This tutorial provides step-by-step instructions for setting up the environment
and training the Llama3.1 70B-IT model on the GSM8K math reasoning dataset using
[Pathways for orchestration](https://cloud.google.com/ai-hypercomputer/docs/workloads/pathways-on-cloud/pathways-intro)
on multi-host TPU-VMs, such as `v5p-128`.

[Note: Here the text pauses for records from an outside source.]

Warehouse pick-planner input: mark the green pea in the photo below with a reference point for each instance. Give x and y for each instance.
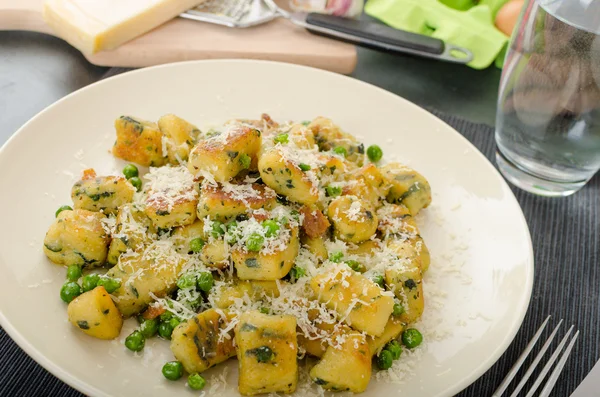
(354, 265)
(173, 370)
(374, 153)
(271, 227)
(136, 182)
(341, 151)
(384, 359)
(233, 234)
(217, 229)
(378, 279)
(69, 291)
(394, 348)
(174, 322)
(398, 309)
(165, 330)
(61, 209)
(255, 242)
(135, 341)
(196, 245)
(336, 257)
(130, 171)
(73, 272)
(411, 338)
(196, 382)
(186, 281)
(295, 214)
(149, 327)
(166, 316)
(297, 272)
(333, 191)
(109, 284)
(263, 354)
(281, 138)
(89, 282)
(205, 281)
(245, 161)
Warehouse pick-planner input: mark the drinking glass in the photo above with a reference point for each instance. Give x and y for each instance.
(548, 119)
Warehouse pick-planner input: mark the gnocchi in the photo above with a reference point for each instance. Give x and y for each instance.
(258, 240)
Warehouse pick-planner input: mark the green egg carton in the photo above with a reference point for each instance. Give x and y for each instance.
(464, 23)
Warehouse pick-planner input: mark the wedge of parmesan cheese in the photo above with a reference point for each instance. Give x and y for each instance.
(96, 25)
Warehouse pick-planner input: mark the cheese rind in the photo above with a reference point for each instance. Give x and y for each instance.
(97, 25)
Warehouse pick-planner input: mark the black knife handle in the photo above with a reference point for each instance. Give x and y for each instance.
(375, 35)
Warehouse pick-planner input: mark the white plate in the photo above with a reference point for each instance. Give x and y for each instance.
(477, 290)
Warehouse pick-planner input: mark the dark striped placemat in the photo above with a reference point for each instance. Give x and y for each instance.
(565, 234)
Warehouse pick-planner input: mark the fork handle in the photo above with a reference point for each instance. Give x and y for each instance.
(381, 37)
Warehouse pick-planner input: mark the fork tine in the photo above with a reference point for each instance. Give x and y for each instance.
(557, 371)
(515, 368)
(536, 361)
(549, 364)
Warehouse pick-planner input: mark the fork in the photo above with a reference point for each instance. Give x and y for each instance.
(555, 373)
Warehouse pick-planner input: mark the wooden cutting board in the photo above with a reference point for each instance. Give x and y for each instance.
(181, 40)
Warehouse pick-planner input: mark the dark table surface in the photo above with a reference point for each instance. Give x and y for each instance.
(36, 70)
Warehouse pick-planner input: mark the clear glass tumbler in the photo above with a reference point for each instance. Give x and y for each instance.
(548, 120)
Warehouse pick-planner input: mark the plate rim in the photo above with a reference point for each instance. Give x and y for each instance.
(468, 380)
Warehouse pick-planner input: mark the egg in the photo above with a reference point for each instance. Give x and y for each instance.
(508, 15)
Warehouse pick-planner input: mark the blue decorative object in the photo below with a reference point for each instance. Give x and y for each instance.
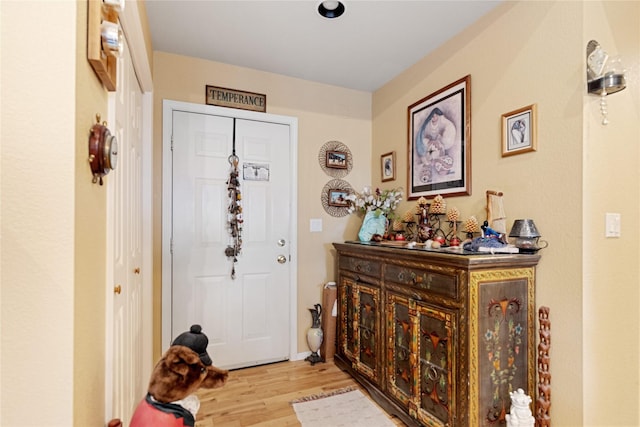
(373, 223)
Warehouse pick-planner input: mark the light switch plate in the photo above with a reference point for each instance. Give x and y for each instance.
(612, 225)
(315, 225)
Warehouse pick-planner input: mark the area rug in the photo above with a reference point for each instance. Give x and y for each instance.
(347, 407)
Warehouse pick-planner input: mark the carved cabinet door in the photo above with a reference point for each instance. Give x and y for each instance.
(361, 325)
(421, 359)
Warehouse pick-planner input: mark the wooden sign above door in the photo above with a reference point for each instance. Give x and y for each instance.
(232, 98)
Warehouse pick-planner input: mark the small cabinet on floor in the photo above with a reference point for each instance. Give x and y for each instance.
(438, 339)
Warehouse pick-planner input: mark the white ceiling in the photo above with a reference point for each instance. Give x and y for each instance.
(365, 48)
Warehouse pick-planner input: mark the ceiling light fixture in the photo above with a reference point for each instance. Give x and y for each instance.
(331, 9)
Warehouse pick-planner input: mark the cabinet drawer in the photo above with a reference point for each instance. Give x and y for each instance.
(441, 283)
(360, 266)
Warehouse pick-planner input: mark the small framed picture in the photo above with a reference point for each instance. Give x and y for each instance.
(519, 131)
(338, 198)
(336, 159)
(388, 166)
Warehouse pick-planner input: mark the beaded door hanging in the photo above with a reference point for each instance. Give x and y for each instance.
(234, 217)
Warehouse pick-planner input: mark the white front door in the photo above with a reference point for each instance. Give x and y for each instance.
(247, 318)
(124, 321)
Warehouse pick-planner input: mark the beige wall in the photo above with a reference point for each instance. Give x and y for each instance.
(53, 234)
(325, 113)
(611, 183)
(580, 171)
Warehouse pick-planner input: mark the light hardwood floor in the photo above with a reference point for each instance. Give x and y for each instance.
(260, 396)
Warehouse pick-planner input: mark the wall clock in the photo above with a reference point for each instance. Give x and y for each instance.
(103, 150)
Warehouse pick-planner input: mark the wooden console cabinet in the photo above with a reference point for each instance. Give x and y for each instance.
(438, 339)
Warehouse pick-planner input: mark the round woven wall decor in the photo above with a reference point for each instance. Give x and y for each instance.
(339, 147)
(339, 185)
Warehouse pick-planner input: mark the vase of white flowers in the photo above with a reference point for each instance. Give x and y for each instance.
(378, 207)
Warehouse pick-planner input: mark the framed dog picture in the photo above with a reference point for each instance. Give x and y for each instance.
(336, 159)
(440, 142)
(338, 197)
(519, 131)
(388, 166)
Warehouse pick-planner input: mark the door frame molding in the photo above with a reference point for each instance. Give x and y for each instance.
(168, 107)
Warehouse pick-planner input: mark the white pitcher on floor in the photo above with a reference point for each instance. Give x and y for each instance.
(520, 413)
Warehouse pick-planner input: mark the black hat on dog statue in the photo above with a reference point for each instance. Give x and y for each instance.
(196, 341)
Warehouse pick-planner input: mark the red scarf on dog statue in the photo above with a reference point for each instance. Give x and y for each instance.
(183, 369)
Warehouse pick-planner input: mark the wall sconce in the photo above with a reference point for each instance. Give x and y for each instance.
(605, 75)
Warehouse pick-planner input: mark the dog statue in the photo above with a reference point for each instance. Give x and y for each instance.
(184, 368)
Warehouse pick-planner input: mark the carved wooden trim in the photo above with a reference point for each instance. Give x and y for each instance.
(476, 278)
(543, 403)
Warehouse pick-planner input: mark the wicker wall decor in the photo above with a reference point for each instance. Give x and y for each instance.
(339, 170)
(335, 186)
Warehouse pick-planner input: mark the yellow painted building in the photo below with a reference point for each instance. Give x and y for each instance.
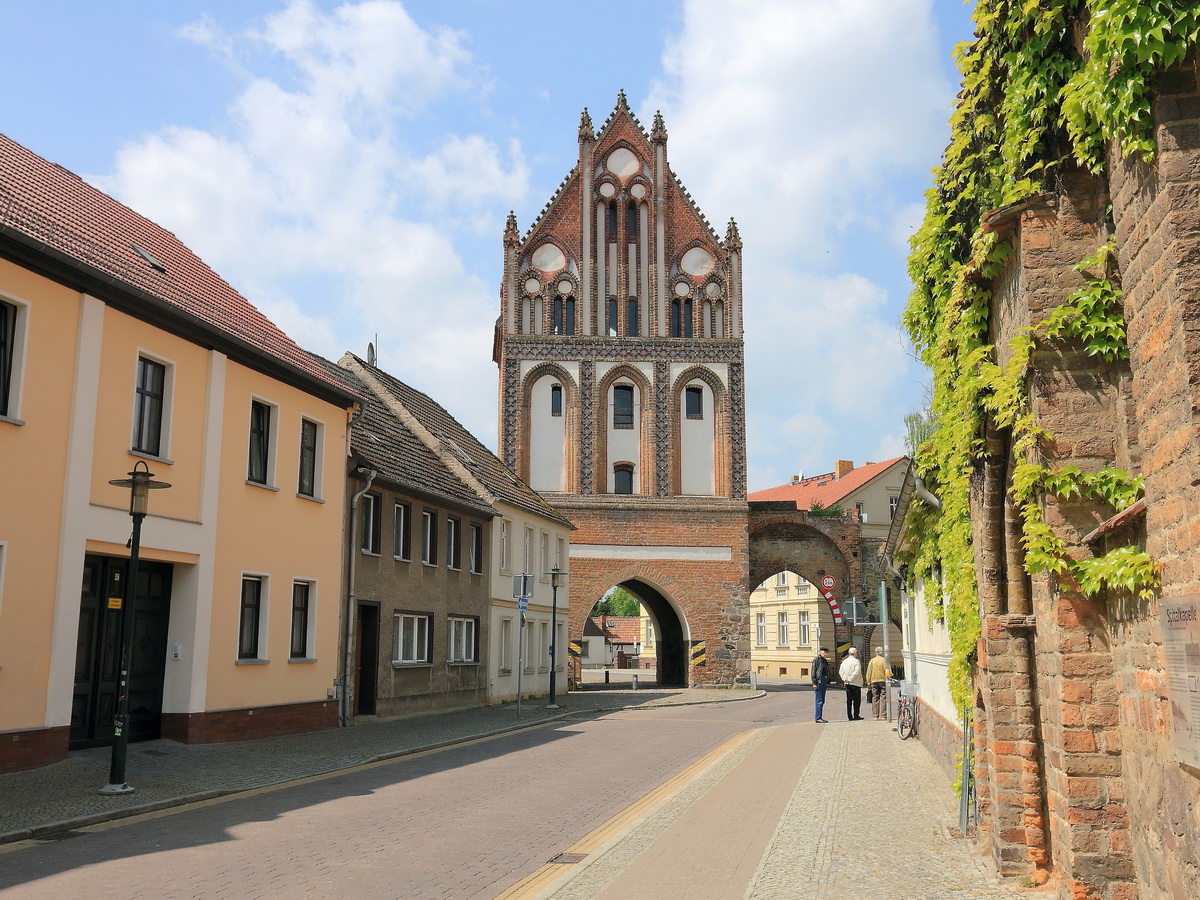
(118, 347)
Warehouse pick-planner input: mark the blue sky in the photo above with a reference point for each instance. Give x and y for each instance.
(349, 167)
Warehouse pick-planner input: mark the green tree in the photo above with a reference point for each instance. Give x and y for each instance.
(617, 601)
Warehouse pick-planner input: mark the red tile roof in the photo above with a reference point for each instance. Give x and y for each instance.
(825, 490)
(49, 214)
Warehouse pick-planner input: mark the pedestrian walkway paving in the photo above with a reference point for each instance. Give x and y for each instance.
(868, 815)
(64, 795)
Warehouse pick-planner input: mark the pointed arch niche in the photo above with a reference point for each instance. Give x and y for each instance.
(625, 433)
(701, 412)
(550, 400)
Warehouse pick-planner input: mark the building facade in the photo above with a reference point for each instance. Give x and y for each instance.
(119, 347)
(622, 394)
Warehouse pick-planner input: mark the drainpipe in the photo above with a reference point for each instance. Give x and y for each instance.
(923, 492)
(348, 651)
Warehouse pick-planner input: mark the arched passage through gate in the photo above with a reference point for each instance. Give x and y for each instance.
(784, 539)
(670, 633)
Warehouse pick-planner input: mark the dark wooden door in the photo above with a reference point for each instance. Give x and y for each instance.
(367, 653)
(99, 651)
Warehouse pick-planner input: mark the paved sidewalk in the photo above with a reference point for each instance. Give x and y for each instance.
(868, 815)
(64, 796)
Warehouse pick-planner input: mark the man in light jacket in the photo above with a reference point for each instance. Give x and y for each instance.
(851, 672)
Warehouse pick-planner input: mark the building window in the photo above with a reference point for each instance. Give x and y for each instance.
(370, 516)
(557, 316)
(412, 640)
(310, 454)
(454, 543)
(430, 538)
(251, 617)
(623, 406)
(504, 652)
(623, 478)
(258, 471)
(300, 597)
(11, 327)
(402, 532)
(461, 640)
(149, 399)
(505, 538)
(477, 549)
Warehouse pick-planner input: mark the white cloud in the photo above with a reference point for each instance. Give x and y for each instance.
(799, 119)
(325, 202)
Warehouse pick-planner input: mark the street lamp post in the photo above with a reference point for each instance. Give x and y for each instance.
(141, 483)
(556, 577)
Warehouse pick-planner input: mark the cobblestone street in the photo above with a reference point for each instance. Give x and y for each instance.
(717, 801)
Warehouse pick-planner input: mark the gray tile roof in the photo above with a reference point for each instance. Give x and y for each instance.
(455, 442)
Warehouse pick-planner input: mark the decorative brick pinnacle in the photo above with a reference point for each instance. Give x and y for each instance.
(732, 238)
(658, 130)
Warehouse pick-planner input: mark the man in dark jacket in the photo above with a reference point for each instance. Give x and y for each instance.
(820, 675)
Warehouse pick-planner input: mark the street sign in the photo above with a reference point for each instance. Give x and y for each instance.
(522, 586)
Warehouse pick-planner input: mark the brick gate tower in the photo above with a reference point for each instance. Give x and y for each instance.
(622, 396)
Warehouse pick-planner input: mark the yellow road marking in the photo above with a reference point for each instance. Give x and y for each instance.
(540, 880)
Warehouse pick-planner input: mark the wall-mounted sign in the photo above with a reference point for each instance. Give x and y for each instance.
(1180, 619)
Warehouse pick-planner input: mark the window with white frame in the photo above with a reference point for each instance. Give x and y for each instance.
(149, 407)
(430, 538)
(259, 469)
(402, 531)
(250, 630)
(369, 522)
(12, 341)
(477, 549)
(411, 643)
(504, 652)
(454, 543)
(301, 607)
(309, 477)
(461, 640)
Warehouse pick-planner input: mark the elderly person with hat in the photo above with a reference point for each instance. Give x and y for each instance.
(877, 673)
(851, 672)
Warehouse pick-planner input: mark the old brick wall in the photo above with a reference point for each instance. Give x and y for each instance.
(1157, 213)
(711, 595)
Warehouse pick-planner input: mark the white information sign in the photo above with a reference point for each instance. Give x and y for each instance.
(1181, 649)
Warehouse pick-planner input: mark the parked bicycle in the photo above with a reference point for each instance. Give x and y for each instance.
(906, 720)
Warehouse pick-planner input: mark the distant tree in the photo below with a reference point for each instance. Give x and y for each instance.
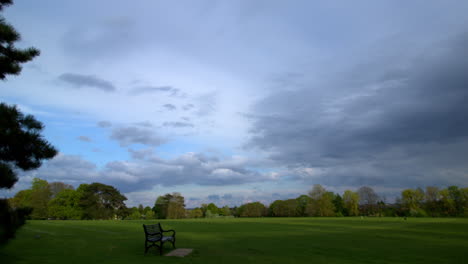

We utilize two RL algorithms, implemented via the Tunix library, to enhance the
model's reasoning capabilities:

- **Group Relative Policy Optimization (GRPO)**: GRPO is an RL algorithm
  designed to enhance the reasoning abilities of LLMs. It is a variant of
  Proximal Policy Optimization (PPO) that reduces memory usage by eliminating
  the need for a separate value function model. GRPO works by generating
  multiple responses for a given prompt, evaluating these responses using a
  reward model, and then calculating a relative advantage based on the group's
  performance to update the policy.

- **Group Sequence Policy Optimization (GSPO)**: GSPO is an RL algorithm that
  improves training efficiency and performance of LLMs by using sequence-level
  importance ratios and operations. GSPO defines the importance ratio based on
  sequence likelihood and performs sequence-level clipping, rewarding, and
  optimization.

For efficient model inference and response generation during this process, we
rely on the vLLM library.

## Table of Contents

- [Prerequisites](#prerequisites)
- [Build and Upload MaxText Docker Image](#build-and-upload-maxtext-docker-image)
- [Setup Environment Variables](#setup-environment-variables)
- [Get Your Model Checkpoint](#get-your-model-checkpoint)
- [Submit your RL workload via Pathways](#submit-your-rl-workload-via-pathways)
- [Managing Workloads](#managing-workloads)
- [Troubleshooting](#troubleshooting)

## Prerequisites

Before starting, ensure you have:

- Access to a Google Cloud Project with TPU quotas.
- A Hugging Face account with an access token for downloading models.
- Permissions for Google Artifact Registry (Artifact Registry Writer role).
- Prerequisites for XPK installed (follow [official documentation](https://github.com/AI-Hypercomputer/xpk/blob/main/docs/installation.md#1-prerequisites)).
- A Pathways-ready GKE cluster (see [create GKE cluster](https://docs.cloud.google.com/ai-hypercomputer/docs/workloads/pathways-on-cloud/create-gke-cluster)).
- **Docker** installed and configured for sudoless use. Follow the steps to [configure sudoless Docker](https://docs.docker.com/engine/install/linux-postinstall/).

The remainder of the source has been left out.